Monday, December 15, 2008

The Legacy of George W. Bush



President Bush is likely to go down in history as one of America’s worst presidents. The main basis for such a judgment will probably be his miscalculations about the Iraq war and stubborn persistence in pursuing it. There are, however, other factors that will weigh against Bush. One will be Bush’s indifference to the growing recession that has engulfed the nation. On December 2, 2008, the National Bureau of Economic Research confirmed that the country has been in a recession since December 2007. It seems that everybody knew about it except Bush and his befuddled Administration.

In 2006, when Bush was bragging about the “booming economy,” I wrote a commentary in which I said: “If you live in the Miami Valley of Ohio and you have watched the collapse of the Delphi Corporation, the hobbling of General Motors, the rise in gas prices, the cuts in jobs, the cuts in wages, the abolition of pensions, the removal of or reduction in health insurance coverage, the increase in adjustable mortgage rates, and the increase in mortgage foreclosures, you probably don’t feel that the ‘booming economy’ is happening here. That is because the booming economy is an illusion.” Because of Bush’s opacity to the gathering clouds of recession, he and his administration failed to take action that might have eased or averted the calamity we now face.
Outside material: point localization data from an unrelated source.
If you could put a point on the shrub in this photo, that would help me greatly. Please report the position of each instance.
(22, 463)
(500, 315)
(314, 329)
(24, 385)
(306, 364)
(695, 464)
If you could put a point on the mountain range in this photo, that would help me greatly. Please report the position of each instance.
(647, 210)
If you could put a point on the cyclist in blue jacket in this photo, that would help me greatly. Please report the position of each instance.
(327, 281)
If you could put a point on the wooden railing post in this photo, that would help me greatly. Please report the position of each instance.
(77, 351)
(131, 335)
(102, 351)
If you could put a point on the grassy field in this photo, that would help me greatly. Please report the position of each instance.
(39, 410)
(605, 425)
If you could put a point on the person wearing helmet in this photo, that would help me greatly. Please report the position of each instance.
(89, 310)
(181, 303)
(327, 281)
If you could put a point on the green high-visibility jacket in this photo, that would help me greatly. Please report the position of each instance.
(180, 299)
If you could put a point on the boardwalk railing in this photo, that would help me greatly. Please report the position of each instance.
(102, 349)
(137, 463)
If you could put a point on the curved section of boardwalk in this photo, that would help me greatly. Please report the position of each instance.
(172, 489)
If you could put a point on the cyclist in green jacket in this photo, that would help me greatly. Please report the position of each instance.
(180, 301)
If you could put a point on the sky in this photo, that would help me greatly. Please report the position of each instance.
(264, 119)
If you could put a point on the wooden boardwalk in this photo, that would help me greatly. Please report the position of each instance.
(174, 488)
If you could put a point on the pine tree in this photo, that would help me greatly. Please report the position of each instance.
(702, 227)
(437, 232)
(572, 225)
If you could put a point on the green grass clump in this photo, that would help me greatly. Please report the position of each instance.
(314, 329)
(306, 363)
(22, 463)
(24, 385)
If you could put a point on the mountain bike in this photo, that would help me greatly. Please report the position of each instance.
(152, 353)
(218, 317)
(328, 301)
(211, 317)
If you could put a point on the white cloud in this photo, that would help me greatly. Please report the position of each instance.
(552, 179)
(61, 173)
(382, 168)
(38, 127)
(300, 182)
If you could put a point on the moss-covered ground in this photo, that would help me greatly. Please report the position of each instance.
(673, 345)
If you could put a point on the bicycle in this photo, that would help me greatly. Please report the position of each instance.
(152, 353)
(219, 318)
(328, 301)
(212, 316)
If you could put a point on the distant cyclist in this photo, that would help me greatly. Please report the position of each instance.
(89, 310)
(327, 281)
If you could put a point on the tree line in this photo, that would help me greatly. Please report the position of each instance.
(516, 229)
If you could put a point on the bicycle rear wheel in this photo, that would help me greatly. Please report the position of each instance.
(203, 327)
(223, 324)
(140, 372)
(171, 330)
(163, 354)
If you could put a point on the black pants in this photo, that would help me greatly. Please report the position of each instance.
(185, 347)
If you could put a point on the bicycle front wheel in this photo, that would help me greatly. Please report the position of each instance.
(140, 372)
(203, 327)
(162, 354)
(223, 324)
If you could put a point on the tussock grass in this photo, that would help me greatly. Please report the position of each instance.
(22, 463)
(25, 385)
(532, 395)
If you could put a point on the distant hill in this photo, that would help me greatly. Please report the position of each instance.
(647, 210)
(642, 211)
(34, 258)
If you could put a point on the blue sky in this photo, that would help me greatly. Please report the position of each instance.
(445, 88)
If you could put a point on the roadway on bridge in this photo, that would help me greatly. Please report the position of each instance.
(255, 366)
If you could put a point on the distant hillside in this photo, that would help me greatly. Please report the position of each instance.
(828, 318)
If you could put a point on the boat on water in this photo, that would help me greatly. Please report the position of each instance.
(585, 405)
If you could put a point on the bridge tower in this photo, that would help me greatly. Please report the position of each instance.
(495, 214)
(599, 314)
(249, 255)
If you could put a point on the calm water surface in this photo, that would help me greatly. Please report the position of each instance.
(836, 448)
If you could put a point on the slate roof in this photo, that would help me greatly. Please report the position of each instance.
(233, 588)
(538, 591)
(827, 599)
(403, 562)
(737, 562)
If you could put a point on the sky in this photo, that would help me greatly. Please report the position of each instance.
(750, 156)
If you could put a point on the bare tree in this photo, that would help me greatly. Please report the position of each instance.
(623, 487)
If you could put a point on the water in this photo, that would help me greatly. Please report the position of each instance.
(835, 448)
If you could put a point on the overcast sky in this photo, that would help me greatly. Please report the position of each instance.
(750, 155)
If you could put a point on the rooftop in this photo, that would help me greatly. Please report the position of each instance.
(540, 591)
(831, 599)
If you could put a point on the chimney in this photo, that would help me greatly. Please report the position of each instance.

Throughout 2007 and 2008 Bush continued to claim that the fundamentals of our economy were strong. As late as September 2008, Bush declared that the U.S. economy was healthy enough to withstand “the adjustments that are taking place” in the financial markets. Also in September 2008, White House spokeswoman Dana Perino said: “I will tell you that our—from what I understand from the experts, that our economy has the strength to be able to deal with these shocks.”

It has always been a cardinal principle of the right-wing conservatives surrounding Bush that we should leave the markets alone to work-out their problems and that federal intervention in the economy is wrong. The result of that benighted concept is that Bush let things go until they were completely out of hand.

In 2005, faced with signs that the housing market was in serious trouble, bank regulators proposed new guidelines for banks writing risky mortgage loans. Regulators advised banks that no-down-payment, interest only, and low monthly payment or “option ARM” mortgages were often inappropriate for buyers with bad credit. The proposed regulations would have required banks to increase efforts to verify that buyers actually could afford the houses being bought. Banks that bundled the mortgages for investment were told to be sure investors knew exactly what there were buying.

Banking executives opposed any change in the rules. The managing director for public affairs of Countrywide Financial Corp., the nation’s largest mortgage lender, claimed that the proposals “appear excessive and will inhibit future innovation in the marketplace.” Subsequently, the Bush Administration buckled to pressure from some of the same banks that are now being bailed-out, and backed-off proposed crackdowns on dangerous loans to unqualified home buyers. Paris Welch, a California mortgage lender, wrote bank regulators: “Expect fallout, expect foreclosures, expect horror stories.”

ABC News said: “The administration’s blind eye to the impending crisis is emblematic of a philosophy that trusted market forces and discounted the need for government intervention in the economy. Its belief ironically has ushered in the most massive government intervention since the 1930s.” Today, those “sub-prime” mortgages constitute an indigestible lump in the stomachs of the leading banks now calling for multi-billion-dollar bailouts.

The philosophy that we should let free market forces correct the imbalances in our economy caused by greed and mismanagement, and that government intervention is contrary to the best interests of the nation, is simply dead wrong. The market does not always create wealth, jobs, and growth. Sometimes, the market creates chaos. In order to have a vibrant economy it is necessary to have strong governmental regulation and oversight to prevent the kind of disaster we are now facing.

Bush, who inherited a healthy economy with a budget surplus, is leaving it in shambles. That is his legacy.